Understanding Cloudflare’s DNS Query Analytics
How Cloudflare analyzes 1M DNS queries per second
I enjoy reading articles about technical scenarios, which makes it easier for me to visualize large systems. Also, many of the insights I get from them help me quickly solve the problems I face at work. This makes me think differently when making decisions. I usually write my findings in a notebook. At this time, I wanted to write them in a larger format. This way I learn better myself.
For those who do not plan to read the entire original blog:
Cloudflare is a major Internet service provider that offers essential DNS services to the digital world. In a blog post from late 2017, they mentioned transmitting 1 million DNS queries per second, though it’s likely this figure has been exceeded in recent years. They log the data of these DNS queries and have developed a system that can analyze 1 million DNS query logs per second.
If you’re interested, You can access the blog post about the introduction of the analytics dashboard, which is the product of this system, from the link: Meet The Brand New DNS Analytics Dashboard
They offer DNS service for free on a limited basis, which is great for personal websites.
Here are my key takeaways from the article, organized by chapter:

How Logs Come In from the Edge
- Logs are formatted in Cap’n Proto for optimizing data handling.
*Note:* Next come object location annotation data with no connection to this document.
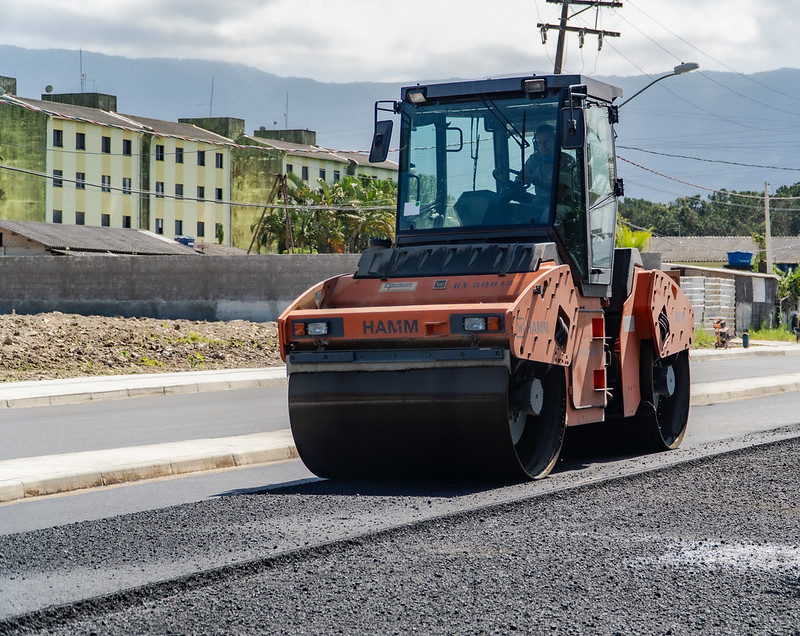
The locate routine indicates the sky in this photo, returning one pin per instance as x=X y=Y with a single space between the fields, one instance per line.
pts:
x=398 y=41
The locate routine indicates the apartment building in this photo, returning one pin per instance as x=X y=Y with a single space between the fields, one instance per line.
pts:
x=302 y=157
x=73 y=159
x=87 y=165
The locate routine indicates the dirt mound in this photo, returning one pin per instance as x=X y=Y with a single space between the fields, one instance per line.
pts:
x=56 y=345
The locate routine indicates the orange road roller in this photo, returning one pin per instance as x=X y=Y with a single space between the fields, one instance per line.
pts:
x=502 y=312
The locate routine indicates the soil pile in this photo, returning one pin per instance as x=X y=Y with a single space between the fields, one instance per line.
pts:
x=56 y=345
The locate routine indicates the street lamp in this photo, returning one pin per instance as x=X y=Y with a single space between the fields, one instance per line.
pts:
x=681 y=68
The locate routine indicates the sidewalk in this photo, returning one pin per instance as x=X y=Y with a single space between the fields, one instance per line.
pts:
x=95 y=389
x=36 y=476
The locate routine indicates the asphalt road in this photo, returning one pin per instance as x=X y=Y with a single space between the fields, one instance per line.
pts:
x=30 y=432
x=271 y=549
x=710 y=546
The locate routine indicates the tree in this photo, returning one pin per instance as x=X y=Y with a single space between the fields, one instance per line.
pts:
x=339 y=217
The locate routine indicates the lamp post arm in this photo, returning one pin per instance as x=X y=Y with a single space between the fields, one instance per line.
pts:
x=680 y=69
x=642 y=90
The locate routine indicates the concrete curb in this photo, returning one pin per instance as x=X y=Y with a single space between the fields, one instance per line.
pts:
x=94 y=389
x=52 y=474
x=724 y=391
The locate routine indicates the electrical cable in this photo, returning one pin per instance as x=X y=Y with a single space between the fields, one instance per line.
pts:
x=730 y=163
x=163 y=195
x=699 y=187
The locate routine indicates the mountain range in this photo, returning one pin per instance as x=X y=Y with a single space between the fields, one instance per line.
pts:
x=693 y=129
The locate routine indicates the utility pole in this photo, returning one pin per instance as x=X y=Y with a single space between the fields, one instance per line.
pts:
x=767 y=231
x=563 y=27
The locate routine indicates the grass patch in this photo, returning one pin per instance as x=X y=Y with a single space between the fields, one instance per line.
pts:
x=704 y=339
x=776 y=334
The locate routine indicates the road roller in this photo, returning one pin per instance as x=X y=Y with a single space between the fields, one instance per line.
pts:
x=501 y=312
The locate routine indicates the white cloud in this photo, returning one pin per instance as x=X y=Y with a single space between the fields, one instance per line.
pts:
x=373 y=40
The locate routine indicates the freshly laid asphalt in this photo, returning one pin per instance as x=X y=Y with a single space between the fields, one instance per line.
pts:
x=51 y=474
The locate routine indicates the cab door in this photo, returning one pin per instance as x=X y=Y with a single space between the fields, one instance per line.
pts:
x=602 y=201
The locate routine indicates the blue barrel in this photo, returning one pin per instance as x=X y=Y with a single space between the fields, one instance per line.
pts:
x=740 y=259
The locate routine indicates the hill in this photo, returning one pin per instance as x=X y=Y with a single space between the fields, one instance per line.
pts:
x=722 y=118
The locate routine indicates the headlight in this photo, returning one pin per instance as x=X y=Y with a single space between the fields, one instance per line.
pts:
x=317 y=328
x=475 y=323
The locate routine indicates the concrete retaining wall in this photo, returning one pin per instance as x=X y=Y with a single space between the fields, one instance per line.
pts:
x=256 y=287
x=745 y=300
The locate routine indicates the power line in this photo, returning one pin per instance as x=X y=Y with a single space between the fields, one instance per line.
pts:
x=730 y=163
x=164 y=195
x=694 y=185
x=747 y=77
x=708 y=77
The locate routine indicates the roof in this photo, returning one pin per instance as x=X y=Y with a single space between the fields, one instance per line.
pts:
x=714 y=249
x=317 y=152
x=100 y=240
x=157 y=127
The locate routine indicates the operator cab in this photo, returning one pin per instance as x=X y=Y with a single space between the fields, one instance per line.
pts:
x=513 y=160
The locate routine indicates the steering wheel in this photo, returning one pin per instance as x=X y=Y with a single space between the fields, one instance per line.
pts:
x=512 y=189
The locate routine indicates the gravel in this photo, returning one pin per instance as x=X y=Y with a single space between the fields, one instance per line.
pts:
x=708 y=547
x=55 y=345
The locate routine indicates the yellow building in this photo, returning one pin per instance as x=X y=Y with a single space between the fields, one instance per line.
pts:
x=82 y=165
x=73 y=159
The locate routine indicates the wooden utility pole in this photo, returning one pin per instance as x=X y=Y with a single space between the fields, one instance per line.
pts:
x=278 y=179
x=767 y=231
x=563 y=27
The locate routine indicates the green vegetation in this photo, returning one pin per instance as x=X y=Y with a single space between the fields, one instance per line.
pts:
x=718 y=214
x=775 y=334
x=333 y=218
x=196 y=361
x=628 y=237
x=704 y=339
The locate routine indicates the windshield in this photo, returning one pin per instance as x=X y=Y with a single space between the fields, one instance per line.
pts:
x=484 y=164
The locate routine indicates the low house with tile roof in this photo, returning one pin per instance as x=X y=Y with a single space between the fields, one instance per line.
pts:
x=31 y=238
x=713 y=251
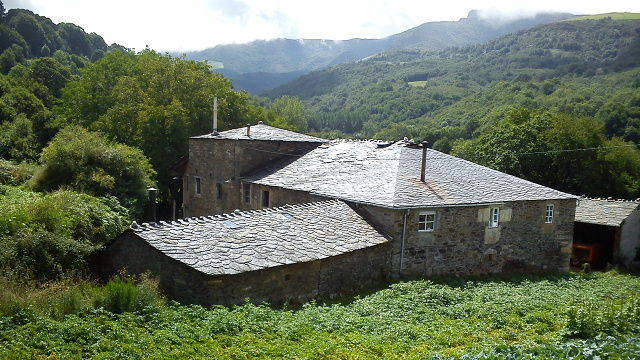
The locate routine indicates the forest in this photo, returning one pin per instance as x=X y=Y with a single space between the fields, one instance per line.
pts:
x=581 y=75
x=86 y=128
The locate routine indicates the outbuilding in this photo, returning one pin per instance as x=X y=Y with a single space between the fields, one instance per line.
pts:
x=607 y=232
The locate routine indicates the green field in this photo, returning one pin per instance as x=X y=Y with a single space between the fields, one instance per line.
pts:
x=613 y=16
x=553 y=316
x=418 y=83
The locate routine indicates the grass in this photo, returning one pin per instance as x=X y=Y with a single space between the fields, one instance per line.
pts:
x=421 y=83
x=613 y=16
x=549 y=316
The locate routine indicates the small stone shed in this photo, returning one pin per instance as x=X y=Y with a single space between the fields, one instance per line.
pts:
x=292 y=253
x=611 y=227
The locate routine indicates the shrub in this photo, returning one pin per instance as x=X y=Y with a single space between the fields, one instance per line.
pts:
x=44 y=236
x=121 y=295
x=15 y=173
x=85 y=161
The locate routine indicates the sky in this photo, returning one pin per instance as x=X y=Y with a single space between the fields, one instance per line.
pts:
x=185 y=25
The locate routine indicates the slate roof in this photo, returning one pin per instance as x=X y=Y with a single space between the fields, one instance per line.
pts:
x=254 y=240
x=262 y=132
x=604 y=212
x=364 y=172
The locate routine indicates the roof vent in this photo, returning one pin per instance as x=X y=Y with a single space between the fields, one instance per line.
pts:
x=230 y=224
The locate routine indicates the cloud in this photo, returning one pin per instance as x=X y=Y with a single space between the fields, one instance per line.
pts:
x=18 y=4
x=230 y=8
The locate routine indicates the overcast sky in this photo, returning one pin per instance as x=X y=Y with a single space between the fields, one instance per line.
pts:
x=196 y=24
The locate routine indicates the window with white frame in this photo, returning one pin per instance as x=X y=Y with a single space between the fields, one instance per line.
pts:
x=548 y=216
x=427 y=221
x=198 y=186
x=494 y=218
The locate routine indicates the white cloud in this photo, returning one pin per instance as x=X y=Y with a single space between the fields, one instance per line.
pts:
x=196 y=24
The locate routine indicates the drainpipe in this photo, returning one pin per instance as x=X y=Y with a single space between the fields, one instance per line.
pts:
x=424 y=160
x=404 y=234
x=152 y=203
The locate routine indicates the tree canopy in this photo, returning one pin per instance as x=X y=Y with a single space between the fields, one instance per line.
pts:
x=86 y=161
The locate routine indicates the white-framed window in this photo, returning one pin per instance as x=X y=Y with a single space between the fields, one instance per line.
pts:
x=198 y=185
x=494 y=218
x=548 y=215
x=427 y=221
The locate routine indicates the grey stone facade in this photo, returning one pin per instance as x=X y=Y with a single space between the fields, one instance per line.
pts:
x=386 y=222
x=218 y=163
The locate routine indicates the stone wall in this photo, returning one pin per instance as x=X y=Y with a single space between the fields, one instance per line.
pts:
x=627 y=252
x=219 y=163
x=295 y=284
x=277 y=197
x=463 y=243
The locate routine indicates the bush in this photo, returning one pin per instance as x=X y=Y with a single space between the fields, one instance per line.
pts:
x=47 y=236
x=15 y=173
x=85 y=161
x=123 y=295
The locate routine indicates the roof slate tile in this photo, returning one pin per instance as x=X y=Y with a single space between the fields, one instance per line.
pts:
x=264 y=239
x=362 y=171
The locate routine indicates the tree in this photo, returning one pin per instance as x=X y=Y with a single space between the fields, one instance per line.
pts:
x=153 y=102
x=86 y=161
x=50 y=73
x=292 y=109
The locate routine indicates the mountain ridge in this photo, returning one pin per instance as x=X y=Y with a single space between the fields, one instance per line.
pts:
x=264 y=58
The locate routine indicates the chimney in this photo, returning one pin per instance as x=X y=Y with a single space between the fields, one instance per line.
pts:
x=215 y=116
x=153 y=192
x=424 y=160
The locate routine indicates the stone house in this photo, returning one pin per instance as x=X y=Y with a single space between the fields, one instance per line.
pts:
x=611 y=229
x=292 y=253
x=439 y=215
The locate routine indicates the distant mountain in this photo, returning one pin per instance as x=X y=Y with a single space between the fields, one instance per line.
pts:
x=426 y=89
x=263 y=64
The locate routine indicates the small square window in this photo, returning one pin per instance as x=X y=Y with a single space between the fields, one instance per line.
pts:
x=427 y=221
x=548 y=216
x=246 y=193
x=494 y=219
x=198 y=186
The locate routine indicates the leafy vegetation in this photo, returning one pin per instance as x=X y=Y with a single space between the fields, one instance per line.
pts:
x=45 y=236
x=562 y=316
x=463 y=100
x=264 y=64
x=85 y=161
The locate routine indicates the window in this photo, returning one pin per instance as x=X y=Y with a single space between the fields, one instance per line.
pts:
x=427 y=221
x=548 y=216
x=494 y=219
x=246 y=193
x=198 y=186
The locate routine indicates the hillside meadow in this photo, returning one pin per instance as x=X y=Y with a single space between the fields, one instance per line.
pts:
x=550 y=316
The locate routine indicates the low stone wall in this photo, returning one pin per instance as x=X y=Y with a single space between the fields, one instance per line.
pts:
x=295 y=284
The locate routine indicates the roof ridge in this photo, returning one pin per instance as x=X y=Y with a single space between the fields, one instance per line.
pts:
x=610 y=199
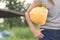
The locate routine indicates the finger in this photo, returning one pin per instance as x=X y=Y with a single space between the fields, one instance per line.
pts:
x=41 y=29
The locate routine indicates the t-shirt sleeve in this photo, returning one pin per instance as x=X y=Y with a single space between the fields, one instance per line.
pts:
x=38 y=1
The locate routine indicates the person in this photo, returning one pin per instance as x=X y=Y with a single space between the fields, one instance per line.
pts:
x=51 y=30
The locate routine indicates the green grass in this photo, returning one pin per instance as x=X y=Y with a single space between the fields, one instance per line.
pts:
x=21 y=33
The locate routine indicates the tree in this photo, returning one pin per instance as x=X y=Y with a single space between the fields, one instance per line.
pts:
x=18 y=6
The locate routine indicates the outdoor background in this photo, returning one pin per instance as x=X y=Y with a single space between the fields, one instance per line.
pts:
x=17 y=26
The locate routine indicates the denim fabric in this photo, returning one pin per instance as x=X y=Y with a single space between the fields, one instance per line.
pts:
x=51 y=34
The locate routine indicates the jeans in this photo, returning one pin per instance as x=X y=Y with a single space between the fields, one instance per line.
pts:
x=50 y=34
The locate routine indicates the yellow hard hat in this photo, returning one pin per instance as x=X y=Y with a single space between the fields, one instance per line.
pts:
x=38 y=15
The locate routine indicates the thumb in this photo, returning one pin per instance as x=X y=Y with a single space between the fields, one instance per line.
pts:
x=41 y=29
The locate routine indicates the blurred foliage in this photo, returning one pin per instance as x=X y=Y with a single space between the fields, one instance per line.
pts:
x=17 y=6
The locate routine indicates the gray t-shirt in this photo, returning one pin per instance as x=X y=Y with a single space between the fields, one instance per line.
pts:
x=53 y=18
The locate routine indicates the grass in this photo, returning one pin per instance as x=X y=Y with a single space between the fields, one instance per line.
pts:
x=21 y=33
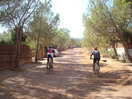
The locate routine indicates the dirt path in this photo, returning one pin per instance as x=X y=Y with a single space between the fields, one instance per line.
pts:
x=72 y=78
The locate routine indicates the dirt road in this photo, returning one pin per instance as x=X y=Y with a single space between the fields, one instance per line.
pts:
x=72 y=78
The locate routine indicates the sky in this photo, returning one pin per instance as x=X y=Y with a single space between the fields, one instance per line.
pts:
x=70 y=12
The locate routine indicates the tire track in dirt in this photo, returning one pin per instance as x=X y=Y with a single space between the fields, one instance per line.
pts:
x=72 y=78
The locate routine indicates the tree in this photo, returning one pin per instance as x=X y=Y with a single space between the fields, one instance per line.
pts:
x=108 y=22
x=15 y=13
x=44 y=25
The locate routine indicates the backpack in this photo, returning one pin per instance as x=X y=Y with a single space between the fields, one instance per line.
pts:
x=50 y=50
x=96 y=54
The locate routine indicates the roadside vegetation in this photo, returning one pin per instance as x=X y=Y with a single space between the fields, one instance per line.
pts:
x=32 y=23
x=106 y=23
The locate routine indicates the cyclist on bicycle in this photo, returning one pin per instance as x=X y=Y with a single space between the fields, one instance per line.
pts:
x=50 y=53
x=96 y=54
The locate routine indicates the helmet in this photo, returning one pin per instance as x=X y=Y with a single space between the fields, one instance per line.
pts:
x=95 y=48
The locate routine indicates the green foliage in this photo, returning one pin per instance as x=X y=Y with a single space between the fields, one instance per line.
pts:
x=99 y=28
x=6 y=38
x=14 y=35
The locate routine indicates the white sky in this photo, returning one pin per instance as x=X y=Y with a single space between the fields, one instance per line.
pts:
x=70 y=12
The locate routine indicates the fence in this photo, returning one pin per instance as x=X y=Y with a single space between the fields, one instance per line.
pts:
x=8 y=54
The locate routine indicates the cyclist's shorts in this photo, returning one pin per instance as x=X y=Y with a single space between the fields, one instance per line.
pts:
x=49 y=56
x=96 y=59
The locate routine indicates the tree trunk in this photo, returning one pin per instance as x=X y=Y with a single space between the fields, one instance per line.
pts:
x=17 y=49
x=124 y=45
x=121 y=38
x=113 y=45
x=36 y=57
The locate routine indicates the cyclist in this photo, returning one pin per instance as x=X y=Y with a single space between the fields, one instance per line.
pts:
x=50 y=53
x=96 y=54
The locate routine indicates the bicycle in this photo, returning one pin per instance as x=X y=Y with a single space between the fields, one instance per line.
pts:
x=49 y=65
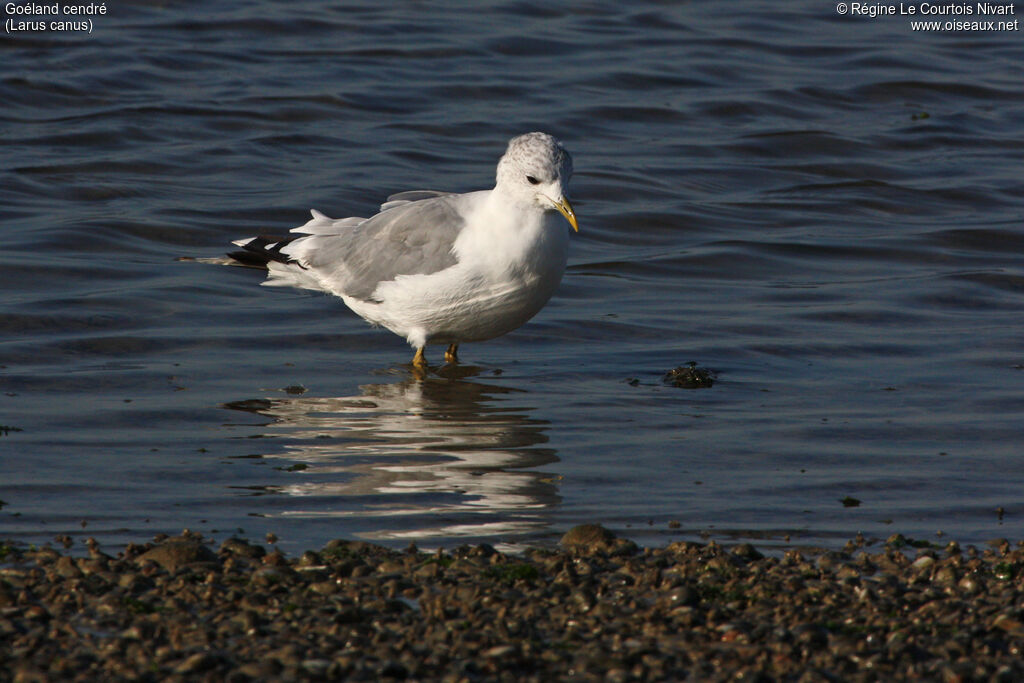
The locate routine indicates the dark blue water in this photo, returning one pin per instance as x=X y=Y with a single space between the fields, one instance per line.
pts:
x=825 y=210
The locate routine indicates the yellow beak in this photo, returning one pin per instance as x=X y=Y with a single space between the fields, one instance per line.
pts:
x=565 y=209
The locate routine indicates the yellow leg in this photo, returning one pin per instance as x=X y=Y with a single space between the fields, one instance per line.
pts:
x=452 y=354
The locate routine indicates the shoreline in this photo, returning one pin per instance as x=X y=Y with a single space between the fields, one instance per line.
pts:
x=596 y=608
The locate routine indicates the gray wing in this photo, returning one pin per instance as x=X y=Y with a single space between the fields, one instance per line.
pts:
x=410 y=238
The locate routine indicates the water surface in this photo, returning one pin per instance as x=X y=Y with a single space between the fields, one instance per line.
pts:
x=824 y=210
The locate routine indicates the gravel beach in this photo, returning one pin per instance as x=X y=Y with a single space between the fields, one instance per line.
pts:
x=596 y=608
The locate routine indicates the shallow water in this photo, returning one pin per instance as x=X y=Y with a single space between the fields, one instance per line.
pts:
x=824 y=210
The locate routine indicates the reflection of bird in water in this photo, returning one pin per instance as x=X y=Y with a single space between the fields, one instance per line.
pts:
x=438 y=267
x=446 y=451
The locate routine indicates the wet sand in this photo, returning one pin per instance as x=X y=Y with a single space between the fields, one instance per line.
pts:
x=597 y=608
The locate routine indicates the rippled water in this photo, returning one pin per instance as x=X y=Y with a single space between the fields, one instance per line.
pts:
x=824 y=210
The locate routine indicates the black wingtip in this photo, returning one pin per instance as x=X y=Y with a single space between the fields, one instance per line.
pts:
x=259 y=251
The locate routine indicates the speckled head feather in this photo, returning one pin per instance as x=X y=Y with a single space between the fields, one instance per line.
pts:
x=536 y=156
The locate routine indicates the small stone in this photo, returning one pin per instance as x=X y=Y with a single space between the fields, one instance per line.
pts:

- Added to the reading list: Cap’n Proto: Introduction
- Apache Kafka plays a crucial role in managing data flows to solving problems out of the box.
- Previously, data was analyzed using Parquet files extracted from databases.
About Aggregations
- The lack of indexing in the data that Apache Spark pulls in Parquet format makes it unsuitable for online use because it requires reading the entire table each time.
- Added to the reading list: Explore Parquet Index on GitHub — parquet-index
- The shift to OLAP systems like Druid (100B events/day) and Yandex ClickHouse enhances handling massive daily events.
And Then It Clicked
- Added to the reading list: ZooKeeper — Apache ZooKeeper is an effort to develop and maintain an open-source server that enables highly reliable distributed coordination.
- They require low-level implementations in Go, necessitating the configuration of tools to meet their specific requirements, rather than solely relying on pre-built solutions.
- Added to the reading list: MergeTree — ClickHouse uses MergeTree.
- Added to the reading list: ClickHouse Primary Keys — Clickhouse creates sparse index files to avoid a full scan.
- Sorting and indexing the data according to the usage provides continuous read usage which increases the performance.
- Instead of optimizing the indexing for different uses, it is better to create different tables.
Infrastructure and Data Integrity
- They started with raid 10 and then switched to raid 0. It was not possible to do a hot swap and rebuild the lost disk while the system was running intensively. Instead, they preferred 3-way replication.
- Even the filesystem used has an impact on the system.
Visualizing Data
- Added to the reading list: Apache Superset — Superset is a modern data exploration and data visualization platform.

In conclusion, Cloudflare’s DNS Query Analytics showcases a robust system capable of handling immense data volumes, optimizing data handling with Cap’n Proto formatting, Apache Kafka data management, and transitioning to OLAP systems like Druid and Yandex ClickHouse for efficient event handling. The utilization of low-level implementations in Go and strategic sorting/indexing techniques demonstrates a commitment to customizing tools for optimal performance. Infrastructure choices, including RAID configurations and filesystem selection, highlight considerations for data integrity and system reliability. Visualizing data through tools like Apache Superset further enhances insights and decision-making capabilities.